Foto: Sávio James Pereira.

Tentando dar uma maior agilidade para o transporte público, o presidente do SETERB, Marcelo Althoff, diz que melhorias já estão sendo tomadas, visando o bem-estar da população que depende justamente do transporte de massa: “Frota nova – hoje mesmo (17) acabei de assinar a vinda de mais 25 ônibus novos e corredores de ônibus exclusivamente para o transporte público da cidade, podem ser a explicação. Estamos construindo um novo corredor na rua Itajaí, que vai auxiliar bastante numa área bastante crítica.
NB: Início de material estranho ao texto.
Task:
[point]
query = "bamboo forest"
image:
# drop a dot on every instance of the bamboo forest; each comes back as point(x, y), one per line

No trecho do terminal da proeb até o trevo da velha também vamos tentar instalar um novo corredor de ônibus, pois as vezes os ônibus demoram mais de 10 minutos nesse pequeno espaço”. 
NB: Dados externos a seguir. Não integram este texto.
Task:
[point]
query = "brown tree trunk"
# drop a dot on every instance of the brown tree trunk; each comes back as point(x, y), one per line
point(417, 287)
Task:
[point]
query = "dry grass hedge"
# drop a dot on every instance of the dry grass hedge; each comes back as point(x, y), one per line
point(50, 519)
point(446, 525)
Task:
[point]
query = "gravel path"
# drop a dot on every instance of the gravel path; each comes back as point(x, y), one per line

Segundo dados do próprio Marcelo, em 2017,  a média brasileira foi de uma redução de 17% no número de usuários do transporte público. Em Blumenau, no primeiro ano de operação definitiva da BluMob, de julho de 2017 a junho deste ano, houve uma redução de apenas 6%. É uma queda, mas ainda é muito menor que a média nacional, o que pode ser um indicativo de que o transporte coletivo vem melhorando. 

“Transporte coletivo é o maior trunfo, sem dúvidas. Vem tendo melhorias nos últimos tempos, com a integração dos terminais, corredores exclusivos, mas ainda é um tabu. Em blumenau, cerca de somente 30% das viagens são de ônibus e 55% de automóvel. É muito alto. Como fazer pra esse pessoal deixar o carro em casa e andar de transporte coletivo? O ônibus não atrai as pessoas de alto poder, médio poder”, ressalta Alexandre Gevaerd.
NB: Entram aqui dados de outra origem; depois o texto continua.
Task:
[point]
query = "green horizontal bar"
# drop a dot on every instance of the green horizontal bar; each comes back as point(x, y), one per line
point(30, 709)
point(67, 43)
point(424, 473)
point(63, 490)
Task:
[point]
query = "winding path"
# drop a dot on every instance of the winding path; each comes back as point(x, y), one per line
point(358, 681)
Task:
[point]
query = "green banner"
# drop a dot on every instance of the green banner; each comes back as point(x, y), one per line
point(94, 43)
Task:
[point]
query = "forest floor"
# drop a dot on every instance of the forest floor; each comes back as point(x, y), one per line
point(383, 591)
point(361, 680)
Alternativa saudável ao trânsito, uso das bicicletas vem crescendo

Acervo pessoal: Miguel Ferrari.

O uso das bicicletas em Blumenau vêm se tornando uma das opções mais viáveis para encarar todo o trânsito na cidade. Cada vez mais, ciclovias vêm sendo instaladas nas principais vias do município. Recentemente, com a inauguração do prolongamento da rua Humberto de Campos, os blumenauenses ganharam mais uma importante via para ir ao trabalho ou à escola de bicicleta. Esse uso se acentuou ainda mais em junho desse ano, na greve dos caminhoneiros. Sem gasolina nos postos, as pessoas se viam na obrigação do uso da bicicleta, caso quisessem sair de casa. Com essa situação, as pessoas perceberam que visitar algum parente ou ir até o centro da cidade de bicicleta, não é tão difícil. “Os usuários de bicicletas são mais dispostos e criativos, já que essa ação contribui para o bem-estar. Por exemplo, se você estiver dentro do carro indo para o trabalho, não pode sentir o cheiro da cidade e ver determinado tipo de flor que está florescendo, com bicicleta isso se torna possível, você contempla as paisagens com outros olhos” reflete Giovani Rafael Seibel, Coordenador geral da Associação Blumenauense de Ciclovias (ABC).

Diante disso, atualmente em Blumenau, tem-se cerca de 43 quilômetros de ciclovias e ciclofaixas ao longo de toda cidade. No entanto, essas vias para os ciclistas são bastante segmentadas, não havendo ligações na maioria delas, obrigando o ciclista a ainda dividir a rua com os carros em muitos momentos. Para um morador do bairro Água Verde ir ao centro de bicicleta, por exemplo, terá que em alguns trechos em que ainda não há ciclovias, como na rua General Osório, onde o fluxo de veículos é bastante grande, compartilhar seu espaço com os veículos. Porém, nos próximos anos, segundo a prefeitura de Blumenau, com as entregas de todas as obras viárias na cidade, deve-se ter 145 quilômetros de ciclovias e ciclofaixas, mais de três vezes do número atual, o que vai estimular ainda mais o uso de bikes para os blumenauenses.